I have a Thinkpad S1 Yoga and am having the same problems. Did you ever find a solution?

----------

## antu456

Not yet unfortunately.   :Sad: 

----------

## DirtyHairy

Take a look at Documentation/power/basic-pm-debugging.txt in the kernel source directory. This describes how to go through the different stages of the suspend-resume cycle in debug mode --- if you're lucky, you can get more information about what is going on that way.

If that fails, check out Documentation/power/s2ram.txt --- as a last resort, it is possible to log the resume progress in the realtime clock. This will mess up your clock, but you will be able to find out which driver was resuming when the crash happened.

----------

## antu456

Thank you for your help but luckily I was able to fix the problem without debugging suspend/resume.

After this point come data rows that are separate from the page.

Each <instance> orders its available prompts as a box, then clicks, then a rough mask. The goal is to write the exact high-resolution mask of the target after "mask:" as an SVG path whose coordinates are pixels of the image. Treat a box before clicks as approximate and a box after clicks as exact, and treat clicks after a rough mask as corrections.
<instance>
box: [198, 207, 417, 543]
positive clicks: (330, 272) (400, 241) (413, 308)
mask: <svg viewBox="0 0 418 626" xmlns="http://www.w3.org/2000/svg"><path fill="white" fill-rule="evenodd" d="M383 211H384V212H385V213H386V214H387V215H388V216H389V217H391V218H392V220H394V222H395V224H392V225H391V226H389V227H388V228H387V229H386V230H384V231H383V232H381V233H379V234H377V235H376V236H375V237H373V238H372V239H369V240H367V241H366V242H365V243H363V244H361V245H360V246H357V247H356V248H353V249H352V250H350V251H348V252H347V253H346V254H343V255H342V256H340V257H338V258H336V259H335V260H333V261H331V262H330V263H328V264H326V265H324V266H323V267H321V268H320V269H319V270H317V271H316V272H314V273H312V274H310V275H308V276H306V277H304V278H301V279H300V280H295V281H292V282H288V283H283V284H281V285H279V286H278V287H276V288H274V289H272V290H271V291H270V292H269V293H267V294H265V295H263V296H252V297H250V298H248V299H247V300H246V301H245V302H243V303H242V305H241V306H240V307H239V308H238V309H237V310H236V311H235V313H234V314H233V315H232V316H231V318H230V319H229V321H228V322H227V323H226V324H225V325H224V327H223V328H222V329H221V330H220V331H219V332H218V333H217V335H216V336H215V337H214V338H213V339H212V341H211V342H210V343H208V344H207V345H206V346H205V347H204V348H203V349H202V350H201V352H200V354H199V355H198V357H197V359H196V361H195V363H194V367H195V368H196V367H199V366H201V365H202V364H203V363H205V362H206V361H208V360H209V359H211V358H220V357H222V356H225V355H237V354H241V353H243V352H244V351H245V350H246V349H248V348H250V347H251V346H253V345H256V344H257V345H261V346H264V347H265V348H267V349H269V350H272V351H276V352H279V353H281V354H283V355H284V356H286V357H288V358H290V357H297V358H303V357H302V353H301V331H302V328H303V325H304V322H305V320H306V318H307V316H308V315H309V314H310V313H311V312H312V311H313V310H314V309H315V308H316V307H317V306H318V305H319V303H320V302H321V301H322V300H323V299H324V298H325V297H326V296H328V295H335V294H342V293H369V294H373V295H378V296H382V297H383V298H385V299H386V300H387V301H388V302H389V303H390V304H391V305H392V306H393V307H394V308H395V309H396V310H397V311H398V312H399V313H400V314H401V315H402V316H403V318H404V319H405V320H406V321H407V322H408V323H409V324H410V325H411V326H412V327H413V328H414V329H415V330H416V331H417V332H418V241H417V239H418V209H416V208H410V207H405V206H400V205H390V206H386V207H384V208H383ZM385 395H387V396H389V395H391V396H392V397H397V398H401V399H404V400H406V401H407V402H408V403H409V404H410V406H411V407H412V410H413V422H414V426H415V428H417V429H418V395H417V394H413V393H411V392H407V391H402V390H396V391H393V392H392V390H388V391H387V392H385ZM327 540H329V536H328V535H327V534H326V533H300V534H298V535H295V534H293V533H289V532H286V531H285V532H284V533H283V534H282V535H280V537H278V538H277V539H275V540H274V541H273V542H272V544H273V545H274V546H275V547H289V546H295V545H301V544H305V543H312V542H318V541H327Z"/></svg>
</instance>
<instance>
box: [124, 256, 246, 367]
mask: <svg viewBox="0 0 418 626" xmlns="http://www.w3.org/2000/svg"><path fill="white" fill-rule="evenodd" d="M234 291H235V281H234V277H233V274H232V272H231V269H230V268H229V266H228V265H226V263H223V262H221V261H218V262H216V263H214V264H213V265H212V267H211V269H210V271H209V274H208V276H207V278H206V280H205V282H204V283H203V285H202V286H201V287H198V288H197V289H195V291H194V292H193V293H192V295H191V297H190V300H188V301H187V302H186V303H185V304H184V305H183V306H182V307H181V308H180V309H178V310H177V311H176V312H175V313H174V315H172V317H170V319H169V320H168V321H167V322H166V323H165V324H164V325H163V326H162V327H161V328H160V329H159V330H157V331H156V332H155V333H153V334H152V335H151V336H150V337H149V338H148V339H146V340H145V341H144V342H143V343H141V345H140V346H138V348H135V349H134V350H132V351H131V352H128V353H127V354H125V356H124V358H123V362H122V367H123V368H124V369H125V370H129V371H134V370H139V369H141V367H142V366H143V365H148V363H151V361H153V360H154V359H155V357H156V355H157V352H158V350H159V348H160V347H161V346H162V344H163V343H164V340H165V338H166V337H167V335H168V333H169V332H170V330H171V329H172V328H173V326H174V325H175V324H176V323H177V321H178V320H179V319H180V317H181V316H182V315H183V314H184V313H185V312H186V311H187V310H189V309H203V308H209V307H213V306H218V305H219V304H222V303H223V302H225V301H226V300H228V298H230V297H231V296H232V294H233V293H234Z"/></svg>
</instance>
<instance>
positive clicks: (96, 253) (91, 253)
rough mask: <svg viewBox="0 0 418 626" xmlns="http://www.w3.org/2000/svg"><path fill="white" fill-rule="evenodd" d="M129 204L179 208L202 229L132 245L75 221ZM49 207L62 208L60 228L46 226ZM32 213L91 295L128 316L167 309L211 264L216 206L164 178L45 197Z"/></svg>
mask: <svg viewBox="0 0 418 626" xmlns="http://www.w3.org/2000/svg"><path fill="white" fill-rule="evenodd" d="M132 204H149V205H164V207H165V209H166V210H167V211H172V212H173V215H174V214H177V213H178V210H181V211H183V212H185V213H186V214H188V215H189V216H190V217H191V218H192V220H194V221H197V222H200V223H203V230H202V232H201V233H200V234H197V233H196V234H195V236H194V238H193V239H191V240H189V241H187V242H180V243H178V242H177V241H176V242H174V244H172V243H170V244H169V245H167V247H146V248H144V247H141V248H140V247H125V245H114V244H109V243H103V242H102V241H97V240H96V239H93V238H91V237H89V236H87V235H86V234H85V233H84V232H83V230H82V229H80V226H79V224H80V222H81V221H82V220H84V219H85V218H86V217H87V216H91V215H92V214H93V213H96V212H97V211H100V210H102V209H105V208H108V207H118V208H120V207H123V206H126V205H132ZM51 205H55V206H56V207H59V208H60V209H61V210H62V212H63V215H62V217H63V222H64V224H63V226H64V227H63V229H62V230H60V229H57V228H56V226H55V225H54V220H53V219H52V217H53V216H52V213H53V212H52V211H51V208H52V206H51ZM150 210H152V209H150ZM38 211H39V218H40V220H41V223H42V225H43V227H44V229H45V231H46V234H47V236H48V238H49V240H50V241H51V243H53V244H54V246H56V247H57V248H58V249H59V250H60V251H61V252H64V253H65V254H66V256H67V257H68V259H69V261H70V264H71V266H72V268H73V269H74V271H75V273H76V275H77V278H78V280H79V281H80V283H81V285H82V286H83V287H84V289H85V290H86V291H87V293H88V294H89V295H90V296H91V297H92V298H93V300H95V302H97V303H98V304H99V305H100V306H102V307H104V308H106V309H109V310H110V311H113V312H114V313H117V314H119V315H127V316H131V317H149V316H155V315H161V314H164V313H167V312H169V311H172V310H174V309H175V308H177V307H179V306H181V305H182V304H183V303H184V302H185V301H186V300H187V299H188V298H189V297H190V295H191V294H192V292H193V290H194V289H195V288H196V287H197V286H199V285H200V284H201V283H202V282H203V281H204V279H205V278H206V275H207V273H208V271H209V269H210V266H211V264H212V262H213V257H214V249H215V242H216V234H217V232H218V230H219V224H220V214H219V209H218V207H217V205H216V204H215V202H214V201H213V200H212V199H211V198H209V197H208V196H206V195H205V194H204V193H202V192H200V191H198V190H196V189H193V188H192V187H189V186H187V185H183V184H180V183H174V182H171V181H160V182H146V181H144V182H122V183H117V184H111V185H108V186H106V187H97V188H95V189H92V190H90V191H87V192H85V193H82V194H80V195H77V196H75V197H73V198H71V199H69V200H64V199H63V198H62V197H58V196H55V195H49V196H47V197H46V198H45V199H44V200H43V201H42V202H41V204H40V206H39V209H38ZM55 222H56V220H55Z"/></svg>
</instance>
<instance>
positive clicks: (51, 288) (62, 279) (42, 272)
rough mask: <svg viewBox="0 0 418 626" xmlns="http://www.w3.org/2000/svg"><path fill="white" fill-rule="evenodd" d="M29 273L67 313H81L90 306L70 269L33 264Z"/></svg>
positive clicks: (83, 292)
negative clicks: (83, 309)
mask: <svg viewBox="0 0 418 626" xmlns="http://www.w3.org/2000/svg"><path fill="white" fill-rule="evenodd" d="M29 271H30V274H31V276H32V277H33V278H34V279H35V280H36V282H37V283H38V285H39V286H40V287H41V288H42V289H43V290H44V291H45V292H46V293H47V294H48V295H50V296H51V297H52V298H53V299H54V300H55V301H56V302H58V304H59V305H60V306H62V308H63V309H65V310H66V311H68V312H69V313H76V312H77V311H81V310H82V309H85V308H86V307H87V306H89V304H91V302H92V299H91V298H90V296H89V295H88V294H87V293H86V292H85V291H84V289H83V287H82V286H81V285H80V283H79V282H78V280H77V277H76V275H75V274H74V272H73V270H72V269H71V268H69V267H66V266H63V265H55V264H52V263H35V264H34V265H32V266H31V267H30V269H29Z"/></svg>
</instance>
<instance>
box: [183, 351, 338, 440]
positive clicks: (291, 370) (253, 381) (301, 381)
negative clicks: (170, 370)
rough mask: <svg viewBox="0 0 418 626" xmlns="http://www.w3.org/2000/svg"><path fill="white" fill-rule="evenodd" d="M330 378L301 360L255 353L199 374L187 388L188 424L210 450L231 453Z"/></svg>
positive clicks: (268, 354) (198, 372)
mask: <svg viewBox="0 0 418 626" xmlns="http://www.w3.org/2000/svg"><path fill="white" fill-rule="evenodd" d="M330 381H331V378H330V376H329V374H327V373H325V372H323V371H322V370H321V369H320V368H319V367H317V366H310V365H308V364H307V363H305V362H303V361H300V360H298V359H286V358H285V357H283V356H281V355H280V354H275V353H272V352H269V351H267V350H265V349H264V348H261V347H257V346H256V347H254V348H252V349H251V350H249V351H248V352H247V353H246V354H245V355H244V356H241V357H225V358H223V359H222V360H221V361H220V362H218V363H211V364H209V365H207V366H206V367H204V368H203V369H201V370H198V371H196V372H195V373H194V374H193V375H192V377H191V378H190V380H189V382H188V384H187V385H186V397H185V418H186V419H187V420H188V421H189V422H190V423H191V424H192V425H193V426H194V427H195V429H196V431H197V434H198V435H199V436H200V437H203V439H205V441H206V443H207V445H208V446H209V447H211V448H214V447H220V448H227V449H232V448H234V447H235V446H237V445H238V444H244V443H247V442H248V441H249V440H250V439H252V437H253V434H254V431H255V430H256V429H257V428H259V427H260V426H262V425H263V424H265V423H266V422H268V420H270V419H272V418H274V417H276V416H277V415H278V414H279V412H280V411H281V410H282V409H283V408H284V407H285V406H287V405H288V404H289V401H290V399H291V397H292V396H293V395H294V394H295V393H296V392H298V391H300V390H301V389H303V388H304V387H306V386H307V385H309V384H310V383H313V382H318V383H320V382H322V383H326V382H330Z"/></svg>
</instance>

I found the solution in the Suspend/Hibernate article in the Gentoo Wiki: Disable the security chip in the BIOS. Afterwards suspend works like a charm.

----------

## ZmjbS

 *antu456 wrote:*   

> Thank you for your help but luckily I was able to fix the problem without debugging suspend/resume.
> 
> I found the solution in the Suspend/Hibernate article in the Gentoo Wiki: Disable the security chip in the BIOS. Afterwards suspend works like a charm.

 

Solution confirmed! Cheers, antu456. You glorious bastard, you! :-)

----------

## riaqn

 *antu456 wrote:*   

> Thank you for your help but luckily I was able to fix the problem without debugging suspend/resume.
> 
> I found the solution in the Suspend/Hibernate article in the Gentoo Wiki: Disable the security chip in the BIOS. Afterwards suspend works like a charm.

 

Hey! I 'm just login to say THANK YOU!. I have a thinkpad x240, and have debug for the same probelm for a week! This simple and clean solution does solve my probelm too!

Cheers!  :Very Happy: 

----------